Finally, we’ll disconnect from the database and quit the CLP:

db2 => connect reset
DB20000I  The SQL command completed successfully.
db2 => quit
DB20000I  The QUIT command completed successfully.

Enabling Network Connectivity

That works great, but so far we’ve only accessed the instance locally. To allow connections from clients on other systems, we need to configure the instance to accept TCP/IP connections. This is an instance-level setting, so all of the databases you create in this instance will be available to remote clients.

The first step is to tell the instance what port to listen on. We’ll use 50,000. Note that svcename in the following command could also be the name of an entry in the /etc/inet/services file, which explains why the parameter is named svcename instead of something with the word “port.”

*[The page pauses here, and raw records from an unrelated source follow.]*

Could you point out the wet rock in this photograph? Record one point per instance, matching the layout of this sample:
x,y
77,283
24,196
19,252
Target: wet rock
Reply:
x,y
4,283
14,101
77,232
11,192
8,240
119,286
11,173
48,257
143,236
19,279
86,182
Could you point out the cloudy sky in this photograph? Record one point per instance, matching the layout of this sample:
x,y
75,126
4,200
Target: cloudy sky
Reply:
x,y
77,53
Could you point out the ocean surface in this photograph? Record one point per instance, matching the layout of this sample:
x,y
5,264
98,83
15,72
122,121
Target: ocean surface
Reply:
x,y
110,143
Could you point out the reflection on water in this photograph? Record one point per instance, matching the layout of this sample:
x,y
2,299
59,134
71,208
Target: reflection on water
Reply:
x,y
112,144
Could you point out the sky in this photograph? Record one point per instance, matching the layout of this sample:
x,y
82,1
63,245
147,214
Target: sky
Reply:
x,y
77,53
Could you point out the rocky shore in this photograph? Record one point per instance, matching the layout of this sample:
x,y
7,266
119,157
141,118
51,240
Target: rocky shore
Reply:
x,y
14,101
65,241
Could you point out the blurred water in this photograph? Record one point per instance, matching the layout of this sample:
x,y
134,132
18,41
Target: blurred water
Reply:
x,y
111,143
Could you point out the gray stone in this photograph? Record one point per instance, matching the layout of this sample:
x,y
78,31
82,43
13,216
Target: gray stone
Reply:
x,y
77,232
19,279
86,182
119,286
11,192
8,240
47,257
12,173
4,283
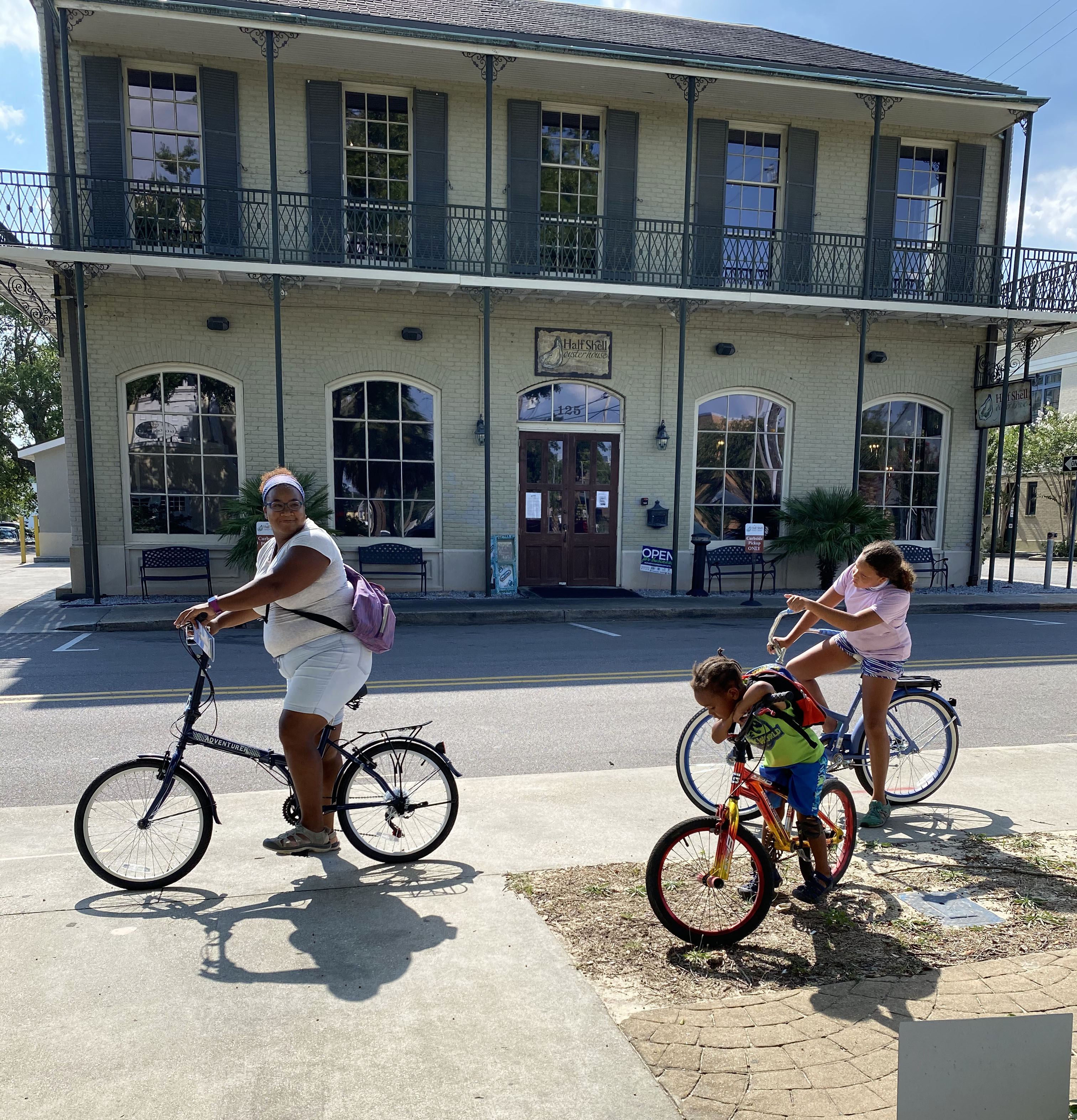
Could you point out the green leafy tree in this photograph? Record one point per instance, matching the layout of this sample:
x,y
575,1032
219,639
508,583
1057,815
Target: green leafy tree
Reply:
x,y
243,513
31,407
836,524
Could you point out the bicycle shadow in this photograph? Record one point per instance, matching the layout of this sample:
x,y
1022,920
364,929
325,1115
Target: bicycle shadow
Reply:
x,y
358,930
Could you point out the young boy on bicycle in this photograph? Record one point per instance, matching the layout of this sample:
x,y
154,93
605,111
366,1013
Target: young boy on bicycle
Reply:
x,y
793,760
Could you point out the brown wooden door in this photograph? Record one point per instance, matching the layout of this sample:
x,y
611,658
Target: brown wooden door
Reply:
x,y
568,509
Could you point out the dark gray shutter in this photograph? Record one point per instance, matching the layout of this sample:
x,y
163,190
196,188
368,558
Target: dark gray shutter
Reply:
x,y
881,231
619,217
430,112
524,129
708,233
219,92
325,162
103,89
795,241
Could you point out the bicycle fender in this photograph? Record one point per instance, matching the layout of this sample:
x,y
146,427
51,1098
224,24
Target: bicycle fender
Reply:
x,y
193,776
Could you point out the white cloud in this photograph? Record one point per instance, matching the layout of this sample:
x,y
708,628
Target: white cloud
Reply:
x,y
18,25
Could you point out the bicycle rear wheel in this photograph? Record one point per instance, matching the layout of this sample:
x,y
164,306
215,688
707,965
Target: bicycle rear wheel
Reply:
x,y
413,818
923,737
706,768
709,918
119,848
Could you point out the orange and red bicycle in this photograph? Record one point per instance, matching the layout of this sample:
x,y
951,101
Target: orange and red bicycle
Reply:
x,y
711,882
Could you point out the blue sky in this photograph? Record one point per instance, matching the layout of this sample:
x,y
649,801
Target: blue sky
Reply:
x,y
953,35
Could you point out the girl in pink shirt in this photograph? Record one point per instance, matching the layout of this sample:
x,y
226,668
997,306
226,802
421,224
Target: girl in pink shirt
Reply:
x,y
877,590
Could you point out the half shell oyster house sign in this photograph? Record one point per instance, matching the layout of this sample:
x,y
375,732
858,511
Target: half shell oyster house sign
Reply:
x,y
574,353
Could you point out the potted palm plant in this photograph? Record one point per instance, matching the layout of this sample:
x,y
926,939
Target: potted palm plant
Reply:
x,y
243,513
836,524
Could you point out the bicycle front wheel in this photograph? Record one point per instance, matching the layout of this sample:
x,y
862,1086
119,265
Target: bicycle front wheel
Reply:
x,y
701,916
923,735
121,847
706,768
413,817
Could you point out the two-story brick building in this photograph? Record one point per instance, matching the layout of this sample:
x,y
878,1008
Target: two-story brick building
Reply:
x,y
500,268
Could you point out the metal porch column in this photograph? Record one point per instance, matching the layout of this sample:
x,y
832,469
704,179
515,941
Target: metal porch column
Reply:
x,y
682,332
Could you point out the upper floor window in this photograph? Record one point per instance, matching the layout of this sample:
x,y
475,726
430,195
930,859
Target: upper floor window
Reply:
x,y
923,175
163,126
383,460
1047,391
739,464
376,146
570,403
183,452
753,167
900,456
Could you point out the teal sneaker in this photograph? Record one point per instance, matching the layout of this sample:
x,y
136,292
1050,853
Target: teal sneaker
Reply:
x,y
877,816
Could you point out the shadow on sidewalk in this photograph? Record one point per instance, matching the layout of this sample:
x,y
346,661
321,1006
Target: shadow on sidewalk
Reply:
x,y
354,923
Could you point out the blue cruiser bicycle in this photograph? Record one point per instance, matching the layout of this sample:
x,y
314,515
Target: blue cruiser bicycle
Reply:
x,y
147,823
922,725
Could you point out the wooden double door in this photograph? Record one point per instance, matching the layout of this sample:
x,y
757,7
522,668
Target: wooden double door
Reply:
x,y
568,509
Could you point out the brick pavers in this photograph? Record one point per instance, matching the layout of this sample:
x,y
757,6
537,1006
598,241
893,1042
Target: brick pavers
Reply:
x,y
832,1052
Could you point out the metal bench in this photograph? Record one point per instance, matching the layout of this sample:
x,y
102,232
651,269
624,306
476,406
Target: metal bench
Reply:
x,y
923,559
399,556
736,560
154,559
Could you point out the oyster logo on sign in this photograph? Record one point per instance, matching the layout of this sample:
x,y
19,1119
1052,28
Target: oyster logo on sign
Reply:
x,y
574,353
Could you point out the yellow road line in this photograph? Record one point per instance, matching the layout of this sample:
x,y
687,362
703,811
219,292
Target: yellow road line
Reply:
x,y
610,678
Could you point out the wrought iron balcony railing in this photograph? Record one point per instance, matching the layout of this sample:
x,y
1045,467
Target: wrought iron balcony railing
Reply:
x,y
192,221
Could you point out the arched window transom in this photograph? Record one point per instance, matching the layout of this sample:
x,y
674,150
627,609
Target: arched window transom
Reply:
x,y
739,464
383,460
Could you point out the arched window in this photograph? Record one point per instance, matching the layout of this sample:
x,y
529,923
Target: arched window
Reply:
x,y
900,457
183,452
739,464
383,460
570,403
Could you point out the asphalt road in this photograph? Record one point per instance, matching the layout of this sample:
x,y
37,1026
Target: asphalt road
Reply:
x,y
517,699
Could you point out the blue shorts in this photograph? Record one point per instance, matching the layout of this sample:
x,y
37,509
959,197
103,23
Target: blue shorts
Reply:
x,y
801,783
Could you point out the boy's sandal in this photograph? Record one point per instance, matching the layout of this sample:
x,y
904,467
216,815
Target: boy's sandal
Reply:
x,y
816,890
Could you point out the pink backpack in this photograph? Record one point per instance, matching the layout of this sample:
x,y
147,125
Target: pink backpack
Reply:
x,y
375,624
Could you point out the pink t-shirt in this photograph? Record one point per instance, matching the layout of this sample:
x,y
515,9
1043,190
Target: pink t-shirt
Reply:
x,y
891,640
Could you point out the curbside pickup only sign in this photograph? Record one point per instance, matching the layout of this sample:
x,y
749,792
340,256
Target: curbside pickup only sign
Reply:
x,y
659,561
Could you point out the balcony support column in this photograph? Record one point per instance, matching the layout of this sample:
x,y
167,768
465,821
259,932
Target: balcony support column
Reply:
x,y
690,95
1027,126
866,288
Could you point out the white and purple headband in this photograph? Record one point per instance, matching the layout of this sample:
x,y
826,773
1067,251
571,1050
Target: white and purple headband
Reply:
x,y
281,480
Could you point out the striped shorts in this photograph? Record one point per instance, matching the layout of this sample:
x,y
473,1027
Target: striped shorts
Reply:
x,y
870,667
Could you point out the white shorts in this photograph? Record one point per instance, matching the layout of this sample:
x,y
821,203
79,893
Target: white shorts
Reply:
x,y
324,675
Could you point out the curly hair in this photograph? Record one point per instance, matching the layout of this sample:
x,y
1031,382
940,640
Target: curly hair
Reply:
x,y
718,674
887,559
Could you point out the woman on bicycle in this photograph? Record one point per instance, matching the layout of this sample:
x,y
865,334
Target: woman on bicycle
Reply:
x,y
301,570
877,590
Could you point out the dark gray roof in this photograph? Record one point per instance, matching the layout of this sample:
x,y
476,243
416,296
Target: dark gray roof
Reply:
x,y
669,37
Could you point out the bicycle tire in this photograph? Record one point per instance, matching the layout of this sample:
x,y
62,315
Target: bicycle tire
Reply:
x,y
373,831
95,821
834,789
900,793
704,769
671,899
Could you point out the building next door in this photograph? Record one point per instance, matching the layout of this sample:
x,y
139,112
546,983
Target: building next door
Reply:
x,y
568,509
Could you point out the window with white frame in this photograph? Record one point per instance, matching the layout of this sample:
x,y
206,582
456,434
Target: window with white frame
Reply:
x,y
384,480
900,464
183,452
740,447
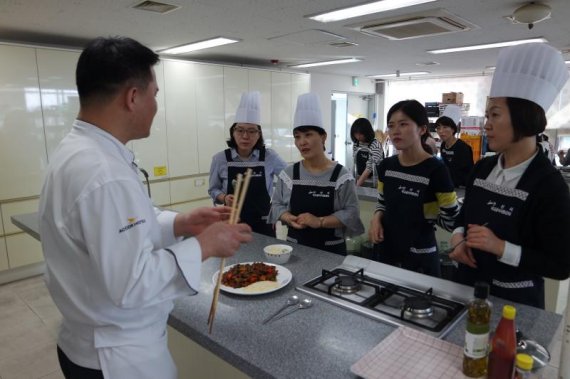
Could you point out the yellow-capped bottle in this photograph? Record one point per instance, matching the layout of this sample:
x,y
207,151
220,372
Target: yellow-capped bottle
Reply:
x,y
503,347
477,333
523,366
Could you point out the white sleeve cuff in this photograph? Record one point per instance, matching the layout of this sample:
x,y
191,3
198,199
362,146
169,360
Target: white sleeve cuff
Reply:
x,y
459,230
511,254
188,255
166,222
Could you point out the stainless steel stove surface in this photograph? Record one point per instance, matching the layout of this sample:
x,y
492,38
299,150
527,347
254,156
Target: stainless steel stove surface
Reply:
x,y
392,295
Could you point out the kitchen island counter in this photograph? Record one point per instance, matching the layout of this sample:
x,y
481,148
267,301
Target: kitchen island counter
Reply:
x,y
323,341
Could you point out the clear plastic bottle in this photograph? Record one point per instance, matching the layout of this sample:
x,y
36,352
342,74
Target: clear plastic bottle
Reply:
x,y
523,366
477,333
503,347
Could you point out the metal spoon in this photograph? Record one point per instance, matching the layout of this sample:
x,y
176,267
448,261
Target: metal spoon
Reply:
x,y
304,304
293,300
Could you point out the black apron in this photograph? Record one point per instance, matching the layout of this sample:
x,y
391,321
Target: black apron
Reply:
x,y
257,202
317,198
360,158
413,246
501,207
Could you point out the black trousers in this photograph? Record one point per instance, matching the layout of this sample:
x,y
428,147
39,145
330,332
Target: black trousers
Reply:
x,y
72,371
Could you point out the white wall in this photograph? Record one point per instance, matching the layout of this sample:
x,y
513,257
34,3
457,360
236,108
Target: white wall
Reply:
x,y
325,84
196,107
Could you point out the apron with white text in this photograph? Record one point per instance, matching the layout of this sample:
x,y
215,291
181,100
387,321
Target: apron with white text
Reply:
x,y
317,198
257,201
501,208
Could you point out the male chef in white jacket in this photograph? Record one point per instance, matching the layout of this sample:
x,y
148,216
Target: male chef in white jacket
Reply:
x,y
114,263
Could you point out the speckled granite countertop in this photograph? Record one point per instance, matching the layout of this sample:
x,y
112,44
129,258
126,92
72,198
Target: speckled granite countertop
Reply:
x,y
323,341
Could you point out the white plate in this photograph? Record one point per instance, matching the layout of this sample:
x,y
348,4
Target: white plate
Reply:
x,y
284,276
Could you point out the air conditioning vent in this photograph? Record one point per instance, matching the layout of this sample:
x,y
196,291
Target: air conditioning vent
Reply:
x,y
415,28
155,6
415,25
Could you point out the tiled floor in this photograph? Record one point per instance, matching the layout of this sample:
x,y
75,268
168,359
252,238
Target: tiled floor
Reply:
x,y
28,330
29,323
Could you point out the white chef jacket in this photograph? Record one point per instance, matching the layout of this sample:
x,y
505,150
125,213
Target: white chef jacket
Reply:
x,y
107,269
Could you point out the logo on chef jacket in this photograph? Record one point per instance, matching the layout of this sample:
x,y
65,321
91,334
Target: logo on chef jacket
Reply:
x,y
502,209
319,193
409,191
132,222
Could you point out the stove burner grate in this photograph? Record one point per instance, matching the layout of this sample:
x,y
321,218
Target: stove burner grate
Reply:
x,y
346,284
417,307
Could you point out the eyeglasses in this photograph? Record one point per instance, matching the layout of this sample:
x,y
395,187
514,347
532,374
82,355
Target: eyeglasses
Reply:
x,y
249,132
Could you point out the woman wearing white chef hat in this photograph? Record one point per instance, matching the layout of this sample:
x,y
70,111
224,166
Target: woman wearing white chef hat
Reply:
x,y
316,197
522,198
456,154
247,150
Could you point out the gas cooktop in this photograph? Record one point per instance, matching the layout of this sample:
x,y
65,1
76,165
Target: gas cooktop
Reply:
x,y
392,295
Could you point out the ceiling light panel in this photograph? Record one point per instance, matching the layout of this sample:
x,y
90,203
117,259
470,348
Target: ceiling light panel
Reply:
x,y
364,9
393,75
326,63
487,46
155,6
201,45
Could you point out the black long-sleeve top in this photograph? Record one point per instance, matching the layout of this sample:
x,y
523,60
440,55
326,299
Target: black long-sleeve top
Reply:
x,y
544,223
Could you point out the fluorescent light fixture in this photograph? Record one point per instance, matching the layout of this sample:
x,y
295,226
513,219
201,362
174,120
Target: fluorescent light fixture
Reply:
x,y
326,63
401,74
364,9
213,42
487,46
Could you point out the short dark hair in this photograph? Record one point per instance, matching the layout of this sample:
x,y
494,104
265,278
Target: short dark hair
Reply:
x,y
232,141
527,118
417,112
364,127
447,121
107,64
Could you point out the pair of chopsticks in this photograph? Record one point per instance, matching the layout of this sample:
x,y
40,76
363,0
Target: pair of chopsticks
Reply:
x,y
239,197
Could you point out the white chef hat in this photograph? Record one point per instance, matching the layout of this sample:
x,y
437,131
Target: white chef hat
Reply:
x,y
249,108
453,112
532,71
308,111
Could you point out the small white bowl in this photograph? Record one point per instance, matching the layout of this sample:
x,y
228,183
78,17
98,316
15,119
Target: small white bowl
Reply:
x,y
278,254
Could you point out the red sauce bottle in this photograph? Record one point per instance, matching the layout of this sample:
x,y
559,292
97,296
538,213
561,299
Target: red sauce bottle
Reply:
x,y
503,347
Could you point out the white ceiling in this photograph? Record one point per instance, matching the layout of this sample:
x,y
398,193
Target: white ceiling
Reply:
x,y
278,30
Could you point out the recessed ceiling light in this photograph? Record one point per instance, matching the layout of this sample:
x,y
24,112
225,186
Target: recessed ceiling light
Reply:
x,y
487,46
218,41
326,63
364,9
399,74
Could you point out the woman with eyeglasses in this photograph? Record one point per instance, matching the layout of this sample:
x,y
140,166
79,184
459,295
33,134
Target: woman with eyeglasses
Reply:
x,y
316,197
246,149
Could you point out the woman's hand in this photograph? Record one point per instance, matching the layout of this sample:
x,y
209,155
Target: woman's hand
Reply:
x,y
228,200
482,238
461,253
291,220
376,231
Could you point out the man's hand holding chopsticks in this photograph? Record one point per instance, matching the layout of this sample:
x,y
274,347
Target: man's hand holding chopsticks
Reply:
x,y
196,221
222,239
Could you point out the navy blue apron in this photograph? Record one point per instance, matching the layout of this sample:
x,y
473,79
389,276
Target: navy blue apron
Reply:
x,y
412,247
317,198
501,207
257,202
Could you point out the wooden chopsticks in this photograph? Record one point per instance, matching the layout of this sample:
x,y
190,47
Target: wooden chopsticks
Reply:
x,y
239,197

db2inst1@lab01v04$ db2 update dbm configuration using svcename 50000
DB20000I  The UPDATE DATABASE MANAGER CONFIGURATION command completed 
successfully.
SQL1362W  One or more of the parameters submitted for immediate modification 
were not changed dynamically. Client changes will not be effective until the 
next time the application is started or the TERMINATE command has been issued. 
Server changes will not be effective until the next DB2START command.

Next we need to enable TCP/IP as a communication protocol. This uses a new command, db2set:

db2inst1@lab01v04$ db2set DB2COMM=tcpip

Finally, restart the instance:

db2inst1@lab01v04$ db2stop
SQL1064N  DB2STOP processing was successful.
db2inst1@lab01v04$ db2start
SQL1063N  DB2START processing was successful.

How do we know if it worked? First, we’ll check to see if there’s something listening on port 50,000 on our system:

db2inst1@lab01v04$ netstat -an | grep 50000
      *.50000              *.*                0      0 49152      0 LISTEN

Looks good! netstat reports that a process is accepting connections on port 50000 on all interfaces. To really prove that we’re ready to start serving clients, though, we’ll test connectivity from another system.

Connecting From a Remote Client

We installed DB2 on lab01v04. Over on another machine, lab01v03, the DB2 client is installed. I’m logged in as mwilson, a user that the DB2 server knows nothing about, but I should be able to connect to DB2 as the db2inst1 user, which is the “superuser” or “root user” for the database.

The DB2 client software contains the same db2 command to launch the Command Line Processor. To connect to a remote server from a client, you first need to define the “node,” which represents the instance. Then you define the specific database within the instance. Once I have the database defined (cataloged in DB2 parlance), I can connect to it by name just like I did on the server, only I’ll add a username since I don’t have the benefit of being logged on locally to the server as an authorized user.

I’ll give you this one in one piece: starting the CLP, cataloging the node and database, then connecting and reading the data we inserted into the table earlier. All of this is happening from lab01v03, talking to the DB2 instance we created on lab01v04.

mwilson@lab01v03$ db2
(c) Copyright IBM Corporation 1993,2007
Command Line Processor for DB2 Client 9.5.1

You can issue database manager commands and SQL statements from the command 
prompt. For example:
    db2 => connect to sample
    db2 => bind sample.bnd

For general help, type: ?.
For command help, type: ? command, where command can be
the first few keywords of a database manager command. For example:
 ? CATALOG DATABASE for help on the CATALOG DATABASE command
 ? CATALOG          for help on all of the CATALOG commands.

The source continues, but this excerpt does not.